Als mogelijke waarschuwing voor hoge leveranciersverwachtingen zijn de resultaten van onze enquête enigszins gematigd: iets minder dan een kwart van de respondenten geeft aan volgend jaar robots te willen toevoegen. Van deze respondenten is 56,5% van plan collaboratieve robots aan te schaffen en 43,5% is van plan typische industriële robots aan te schaffen.
Sommige leveranciers gaven echter aan dat de aanzienlijk lagere verwachtingen in de onderzoeksresultaten misleidend kunnen zijn. Zo denkt Wise dat, omdat de installatie van een traditioneel vast robotsysteem soms wel 9 tot 15 maanden duurt, veel respondenten die aangaven volgend jaar geen robots toe te voegen, mogelijk al projecten in uitvoering hebben. Joppru wees er daarnaast op dat, hoewel slechts 23% van de respondenten van plan is het aantal robots uit te breiden, sommige mensen dit mogelijk fors zullen doen, wat betekent dat de algehele groei van de sector aanzienlijk kan toenemen.
Wat betreft factoren die de aankoop van specifieke robots stimuleren, noemde 52,8% gebruiksgemak, 52,6% de optie van een robotarm als eindgereedschap en slechts 38,5% was geïnteresseerd in specifieke samenwerkingsfuncties.
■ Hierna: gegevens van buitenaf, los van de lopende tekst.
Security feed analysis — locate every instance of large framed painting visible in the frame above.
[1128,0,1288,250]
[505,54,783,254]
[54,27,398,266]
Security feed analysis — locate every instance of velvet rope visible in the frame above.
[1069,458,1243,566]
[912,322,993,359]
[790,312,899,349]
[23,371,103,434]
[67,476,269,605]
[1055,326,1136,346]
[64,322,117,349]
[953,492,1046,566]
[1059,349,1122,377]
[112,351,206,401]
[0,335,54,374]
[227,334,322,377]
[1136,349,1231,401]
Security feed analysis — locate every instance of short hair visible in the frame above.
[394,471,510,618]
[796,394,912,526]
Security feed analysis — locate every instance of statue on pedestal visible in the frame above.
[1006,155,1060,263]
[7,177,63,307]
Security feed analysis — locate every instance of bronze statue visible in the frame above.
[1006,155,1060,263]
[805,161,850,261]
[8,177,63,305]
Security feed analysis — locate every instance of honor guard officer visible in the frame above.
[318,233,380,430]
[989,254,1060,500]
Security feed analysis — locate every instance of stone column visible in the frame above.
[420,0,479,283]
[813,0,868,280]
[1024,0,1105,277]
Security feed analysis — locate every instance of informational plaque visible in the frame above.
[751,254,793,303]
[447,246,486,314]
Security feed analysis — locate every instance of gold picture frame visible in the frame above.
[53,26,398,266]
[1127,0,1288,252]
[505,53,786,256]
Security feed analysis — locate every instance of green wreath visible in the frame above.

Dit resultaat lijkt te impliceren dat flexibiliteit, en niet de collaboratieve veiligheidsfunctie zelf, de toenemende voorkeur van eindgebruikers voor collaboratieve robots stimuleert.
Dit is zeker terug te zien in de HMLV-sector. Aan de ene kant hebben fabrikanten te maken met de uitdagingen van hoge arbeidskosten en een tekort aan arbeidskrachten. Aan de andere kant is de productlevenscyclus kort, wat snelle conversie en een grotere productievariabiliteit vereist. Doug Burnside, vicepresident sales en marketing voor Noord-Amerika bij Yaskawa-Motoman, wees erop dat het gebruik van handarbeid om de paradox van snelle conversie aan te pakken eigenlijk gemakkelijker is, omdat mensen van nature flexibel zijn. Pas wanneer automatisering wordt geïntroduceerd, zal dit proces uitdagender worden. Het vergroten van de flexibiliteit door de integratie van visie, kunstmatige intelligentie en meer diverse en modulaire toolopties kan echter helpen deze uitdagingen te overwinnen.
Op andere plaatsen kunnen robots nuttig zijn in bepaalde gebieden, maar zijn ze nog niet in gebruik genomen. Volgens Joppru heeft ABB al verkennende gesprekken gevoerd met de olie- en gasindustrie over de integratie van nieuwe robots in hun veldwerkzaamheden, hoewel de realisatie van deze projecten nog enkele jaren kan duren.
"In de olie- en gassector vinden nog steeds veel handmatige processen plaats. Drie mensen pakken een pijp, binden er een ketting omheen, pakken een nieuwe pijp en sluiten die aan zodat ze nog eens 6 meter kunnen boren," aldus Joppru. "Kunnen we robotarmen gebruiken om te automatiseren, zodat saai, vuil en gevaarlijk werk wordt geëlimineerd? Dit is een voorbeeld. We hebben met klanten besproken dat dit een nieuw penetratiegebied voor robots is, en we zijn er nog niet in geslaagd om dit te realiseren."
Met dit in gedachten is er nog steeds veel ruimte voor uitbreiding in de toekomst, zelfs als verwerkingswerkplaatsen, contractfabrikanten en kleine en middelgrote ondernemingen net als de grootste autofabrikanten vol met robots terechtkomen.